Оно служило прежде многим и многим. Толстый слой утоптанного пепла устилает пол, потолок почернел от дыма, а проведя ладонью по стене, он случайно снимает отвалившийся единым куском слой копоти. На оголившемся камне не столько виден, сколько угадывается нанесенный безнадежно потускневшей краской силуэт невиданного зверя, быть может бродившего по лику земли до одного из опустошавших ее потопов.
И тогда приходит тоска. Пламя способно обжечь пальцы, но не согреть душу. Человек-с-гор вспоминает о пройденном пути, и нанизанные на единую нить клочки прошлого проходят через его разум чередой ярких вспышек, он снова следит за укрощением яростно бьющихся фессалийских кобылиц, видит блеск руна в глубине орхоменского храма, слышит голоса дельфийских паломников, боевые кличи копейщиков Эвбеи, зачерпнув ладонью, пробует влагу журчащего у подножия афинского акрополя соленого источника и жадно пьет холодную воду пресного ключа, журчащего в сердце коринфской цитадели, того самого ключа, ради которого, как говорят, бросил вызов богам Сисиф, хитрейший из людей, ненадолго обманувший даже смерть. Однако и он не избежал общей для смертных судьбы — и Человек-с-гор снова думает о силе, которая каждый раз срывала его с места и гнала дальше, как травимого зверя, гнала на новые места и к новым людям, которые, в сущности, одинаковы везде... Колесо памяти продолжает вращаться — и он вспоминает растерянного маленького мальчика, узнавшего вдруг, что в мире этом есть смерть. И что пользы в том, что он неизмеримо превзошел других, протянув руки к сокровеннейшим тайнам жизни и смерти, он, одинокий изгнанник, сидящий в древней пещере на склоне горы Тайгет...

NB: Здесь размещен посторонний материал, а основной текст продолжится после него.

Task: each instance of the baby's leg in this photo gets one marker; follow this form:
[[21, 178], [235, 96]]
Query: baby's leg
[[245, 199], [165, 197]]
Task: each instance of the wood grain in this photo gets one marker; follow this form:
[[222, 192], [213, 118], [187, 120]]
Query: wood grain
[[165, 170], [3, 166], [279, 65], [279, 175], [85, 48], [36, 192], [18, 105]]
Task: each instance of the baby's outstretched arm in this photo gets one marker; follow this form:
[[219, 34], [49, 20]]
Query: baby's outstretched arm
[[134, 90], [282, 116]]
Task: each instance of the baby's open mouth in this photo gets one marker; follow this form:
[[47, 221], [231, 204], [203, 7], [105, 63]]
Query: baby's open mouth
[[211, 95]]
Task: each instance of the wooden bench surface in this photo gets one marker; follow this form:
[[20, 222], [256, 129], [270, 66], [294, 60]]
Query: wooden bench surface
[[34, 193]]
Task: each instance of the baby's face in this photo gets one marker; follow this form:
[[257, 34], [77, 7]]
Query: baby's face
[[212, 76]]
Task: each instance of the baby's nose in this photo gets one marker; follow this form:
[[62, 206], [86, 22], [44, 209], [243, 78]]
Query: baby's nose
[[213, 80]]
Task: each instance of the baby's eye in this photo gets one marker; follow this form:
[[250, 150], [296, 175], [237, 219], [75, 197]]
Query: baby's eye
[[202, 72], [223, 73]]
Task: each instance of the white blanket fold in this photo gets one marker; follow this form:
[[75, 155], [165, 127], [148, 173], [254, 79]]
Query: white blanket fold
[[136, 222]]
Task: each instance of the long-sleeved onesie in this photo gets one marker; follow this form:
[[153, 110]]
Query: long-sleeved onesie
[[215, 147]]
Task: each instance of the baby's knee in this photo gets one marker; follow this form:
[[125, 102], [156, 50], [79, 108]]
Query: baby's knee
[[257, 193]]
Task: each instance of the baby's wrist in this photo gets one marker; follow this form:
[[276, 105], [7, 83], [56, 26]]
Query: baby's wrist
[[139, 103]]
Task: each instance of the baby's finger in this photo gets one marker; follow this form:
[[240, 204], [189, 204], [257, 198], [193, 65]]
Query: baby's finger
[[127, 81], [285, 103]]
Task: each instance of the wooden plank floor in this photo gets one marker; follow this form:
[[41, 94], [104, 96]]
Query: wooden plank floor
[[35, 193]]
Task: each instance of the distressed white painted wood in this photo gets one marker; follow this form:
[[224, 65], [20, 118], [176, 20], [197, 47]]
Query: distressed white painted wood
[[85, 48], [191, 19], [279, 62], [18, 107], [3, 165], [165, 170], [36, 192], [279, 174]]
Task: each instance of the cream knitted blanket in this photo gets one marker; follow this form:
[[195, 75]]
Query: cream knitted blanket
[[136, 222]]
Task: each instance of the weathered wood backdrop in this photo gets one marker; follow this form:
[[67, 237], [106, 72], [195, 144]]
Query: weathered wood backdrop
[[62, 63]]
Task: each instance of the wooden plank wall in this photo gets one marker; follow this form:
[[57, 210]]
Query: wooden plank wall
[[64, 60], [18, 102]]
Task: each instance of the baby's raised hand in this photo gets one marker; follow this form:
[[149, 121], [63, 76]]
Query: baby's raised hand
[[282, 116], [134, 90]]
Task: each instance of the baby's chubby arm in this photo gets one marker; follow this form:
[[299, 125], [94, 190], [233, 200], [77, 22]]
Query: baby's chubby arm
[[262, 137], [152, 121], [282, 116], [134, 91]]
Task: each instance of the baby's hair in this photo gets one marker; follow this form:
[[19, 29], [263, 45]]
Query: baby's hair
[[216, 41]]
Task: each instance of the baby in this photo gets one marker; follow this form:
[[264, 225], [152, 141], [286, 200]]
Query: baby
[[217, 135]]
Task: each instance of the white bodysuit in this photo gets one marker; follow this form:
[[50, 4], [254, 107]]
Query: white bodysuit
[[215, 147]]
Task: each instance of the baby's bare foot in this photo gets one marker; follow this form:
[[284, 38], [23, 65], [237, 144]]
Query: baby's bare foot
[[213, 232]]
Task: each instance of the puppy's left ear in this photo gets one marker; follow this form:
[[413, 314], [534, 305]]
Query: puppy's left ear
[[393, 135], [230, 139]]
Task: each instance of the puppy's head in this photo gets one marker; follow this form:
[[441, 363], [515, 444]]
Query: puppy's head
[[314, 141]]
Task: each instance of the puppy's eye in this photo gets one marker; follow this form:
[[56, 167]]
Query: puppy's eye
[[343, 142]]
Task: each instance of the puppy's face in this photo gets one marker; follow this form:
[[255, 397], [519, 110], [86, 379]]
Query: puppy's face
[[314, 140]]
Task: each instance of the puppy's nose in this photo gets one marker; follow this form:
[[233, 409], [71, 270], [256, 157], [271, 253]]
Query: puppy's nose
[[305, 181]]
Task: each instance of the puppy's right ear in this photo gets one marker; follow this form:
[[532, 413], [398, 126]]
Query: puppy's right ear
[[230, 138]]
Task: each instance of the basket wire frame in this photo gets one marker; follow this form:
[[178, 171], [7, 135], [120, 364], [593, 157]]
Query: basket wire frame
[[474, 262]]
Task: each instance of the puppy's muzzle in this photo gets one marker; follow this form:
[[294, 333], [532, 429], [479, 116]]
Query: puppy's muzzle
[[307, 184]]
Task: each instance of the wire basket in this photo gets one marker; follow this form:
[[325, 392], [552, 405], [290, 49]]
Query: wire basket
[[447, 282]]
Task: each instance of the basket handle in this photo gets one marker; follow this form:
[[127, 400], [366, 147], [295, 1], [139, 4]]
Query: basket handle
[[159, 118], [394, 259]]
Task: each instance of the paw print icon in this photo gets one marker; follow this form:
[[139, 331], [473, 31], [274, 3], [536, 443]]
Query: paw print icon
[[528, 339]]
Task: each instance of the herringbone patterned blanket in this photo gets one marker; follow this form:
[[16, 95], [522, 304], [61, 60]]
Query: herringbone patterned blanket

Что-то проскулив во сне собственному кошмару, его собака тесней прижимается к хозяину, напомнив невольно, что все эти годы он никогда не был до конца один. Человек-с-гор тоже начинает засыпать, припоминая почему-то древние, рассказываемые стариками у вечерних очагов легенды о людях века золота, поклонявшихся Крону, не знавших труда и умиравших, не боясь смерти, людях века серебра, живших по сто лет, во всем слушавшихся своих матерей, не приносивших жертвы богам и уничтоженных Зевсом, грубых и воинственных людях первого из веков меди, погубленных черной смертью — а заснув, он слышит голос, не тот спокойный, рассудительный голос, которым говорит с человеком его судьба, а властный, требующий повиновения приказ, к чему-то призывающий и что-то сулящий. Но проснувшись в ночи, Человек-с-гор не может вспомнить ни обещаний, ни угроз — одно лишь только брошенное им самим «Нет!».
Он снова засыпает, в то время как стоящий в тени вершины Тайгета белокурый бог пускает, натянув лук, бесшумно сверкнувшую во мраке серебристую стрелу. Бог знает, что наступит день, и в городе, где упадет стрела, начнут вылезать на свет из канав и подвалов потерявшие страх крысы с окровавленными мордами, чтобы найти смерть под солнцем, а на исходе дня кто-то из людей ощутит головокружение и тошноту, на его теле выступят смрадные струпья чумы...
И через погруженный в ужас и мрак город пройдет бог мертвых.
Одетый в черное, из ночной тьмы старший жрец Аполлона входит в храм, переступив через разбросанные у входа затушенные факела. То, что происходит внутри, не нуждается в лишнем освещении. Его встречают взгляды старейшин города, собравшихся в круг при свете единственного зажженного светильника. Они глядят на него, как на призрак, в то время как жрец неторопливо проходит к своему пустующему месту, садится, произнеся приветствие — и двое его невольных соседей начинают ерзать, отодвигаясь каждый раз на ширину ногтя. Все уже слышали, что он недавно слег в постель с головокружением и рвотой.
Чтобы отмести все сомнения, жрец сбрасывает с седой головы край плаща и смотрит в глаза ближайшим соседям:
— Да, я жив и здоров. Пусть пришедшее исцеление окажется знаком благоволения бога.
Может благоволения, а может — и нет. Иногда в вымершем от чумы городе в живых может остаться лишь раб, без передышек обмывавший мертвецов.
Вопросительным взглядом пришедший указывает на лежащий на полу сосуд для бросания жребиев. Ему подают сосновую табличку с выжженным ответом оракула: бог требует жертвы. Его служитель пришел вовремя и должен будет исполнить положенный обряд. Жрец энергично берется за дело.